On May 2, 2010 02:39:23 am you wrote:
Jan Marguc wrote:
Sadly, I just found out the hard way that it
has a really nasty
denormalization problem. It's so bad I may not be able to use it
any more.
People have tried fancy anti-denormalization plugins ahead of it,
with no
luck, apparently.
MusE has a basic DC anti-denormalization feature, and it didn't help.
I completely agree with you: The JCM900 VST rocks! I've been using it
a lot on Windows, now I'm on the Mac, so I haven't used it in a while.
Too bad the source code for these plugins is not available. The papers
on the website only explain the basic principles.
Anyway, I also ran into the denormalization problem quickly, so I just
made a small VST that mixes some -100 dB white noise into the signal.
Wouldn't Jack's -z option solve this issue too?
$ jackd -d alsa --help | grep dither
-z, --dither Dithering mode (default: n)
I think in our case that's not
necessarily true.
The source of the playing audio data into the plugins can be from a
wave file track.
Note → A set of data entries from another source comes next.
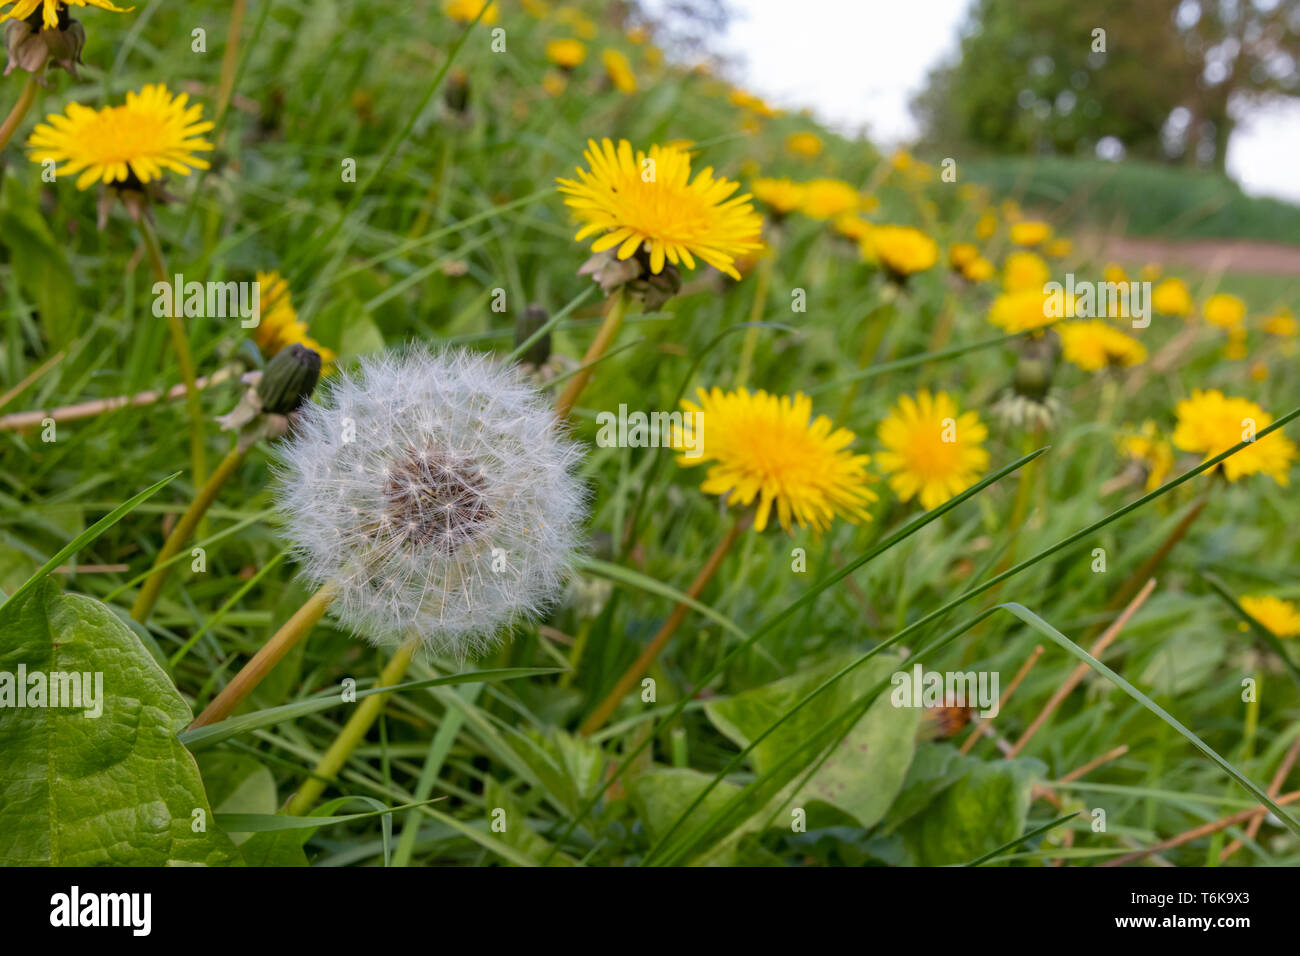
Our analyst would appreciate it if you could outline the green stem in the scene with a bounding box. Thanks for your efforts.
[137,216,208,492]
[286,637,419,815]
[188,581,339,729]
[130,443,249,622]
[733,252,773,388]
[0,73,40,152]
[553,287,630,420]
[213,0,247,143]
[837,293,895,422]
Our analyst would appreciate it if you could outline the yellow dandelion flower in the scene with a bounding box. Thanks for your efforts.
[674,387,877,533]
[1000,199,1022,222]
[253,271,336,368]
[27,83,212,190]
[1263,309,1297,337]
[1151,277,1192,317]
[962,256,995,282]
[254,273,336,366]
[1249,360,1269,382]
[975,211,997,240]
[542,70,568,96]
[988,289,1064,333]
[751,176,806,216]
[556,138,764,279]
[867,225,938,279]
[1203,292,1247,328]
[1002,251,1051,293]
[1240,596,1300,638]
[443,0,498,25]
[601,48,636,93]
[798,178,860,220]
[1173,389,1296,485]
[876,390,989,511]
[727,88,778,117]
[1,0,131,28]
[545,38,586,69]
[1140,263,1163,281]
[1043,237,1073,258]
[785,131,823,157]
[832,213,872,243]
[1009,220,1052,246]
[1103,263,1129,285]
[949,242,979,269]
[1119,421,1174,492]
[1059,320,1147,371]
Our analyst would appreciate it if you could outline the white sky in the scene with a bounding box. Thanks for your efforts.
[715,0,1300,203]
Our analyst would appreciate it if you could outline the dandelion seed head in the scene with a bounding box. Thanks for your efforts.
[275,346,588,659]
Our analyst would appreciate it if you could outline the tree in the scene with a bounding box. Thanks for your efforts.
[913,0,1300,170]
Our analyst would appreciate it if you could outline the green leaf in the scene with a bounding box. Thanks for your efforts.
[705,652,920,829]
[483,778,577,866]
[0,581,241,866]
[627,769,745,857]
[0,205,79,347]
[900,757,1045,866]
[196,753,278,847]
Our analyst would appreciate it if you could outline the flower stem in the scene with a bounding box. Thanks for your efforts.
[188,581,338,730]
[286,637,419,815]
[137,216,208,491]
[131,443,250,623]
[578,512,748,737]
[0,74,39,153]
[553,287,630,420]
[733,252,773,388]
[837,291,896,422]
[214,0,247,141]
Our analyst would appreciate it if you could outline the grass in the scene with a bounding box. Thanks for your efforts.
[1,0,1299,868]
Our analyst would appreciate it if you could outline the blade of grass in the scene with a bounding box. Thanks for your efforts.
[999,601,1300,836]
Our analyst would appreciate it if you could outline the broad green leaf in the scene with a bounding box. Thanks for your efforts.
[705,652,919,828]
[483,778,577,866]
[0,580,241,866]
[879,742,971,835]
[627,769,744,860]
[900,757,1044,866]
[196,753,278,846]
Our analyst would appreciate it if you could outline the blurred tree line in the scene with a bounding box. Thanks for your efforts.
[912,0,1300,170]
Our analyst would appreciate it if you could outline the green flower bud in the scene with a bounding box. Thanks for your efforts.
[257,343,322,415]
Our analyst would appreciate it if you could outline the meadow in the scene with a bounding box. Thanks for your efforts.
[1,0,1298,868]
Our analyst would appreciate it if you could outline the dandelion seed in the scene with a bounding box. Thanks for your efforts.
[275,346,587,659]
When the app has played past the wave file 'part'
(part of a longer song) and there's no more data to come from
from the part, we 'artificially' insert float 0.0 data instead
(or the fixed denormalize value of 1E-18, if turned on).
There, the data doesn't come from Jack, so I don't know if dithering
would help. It might only help with our 'Audio Input' track type.
I kinda went way off the subject line, eh? Didn't mean to hijack.
Sometimes specific questions branch out.
It's all related, in a way...
Tim.
> Actually, I made the noise gain adjustable, because the added noise
> made my synth-guitars sound much more authentic. ;-)
> Alternatively one could make it more convenient to use by creating a
> separate wrapper .dll that loads the JCM900 and just intercepts the
> process-calls, while passing any other call to the plugin.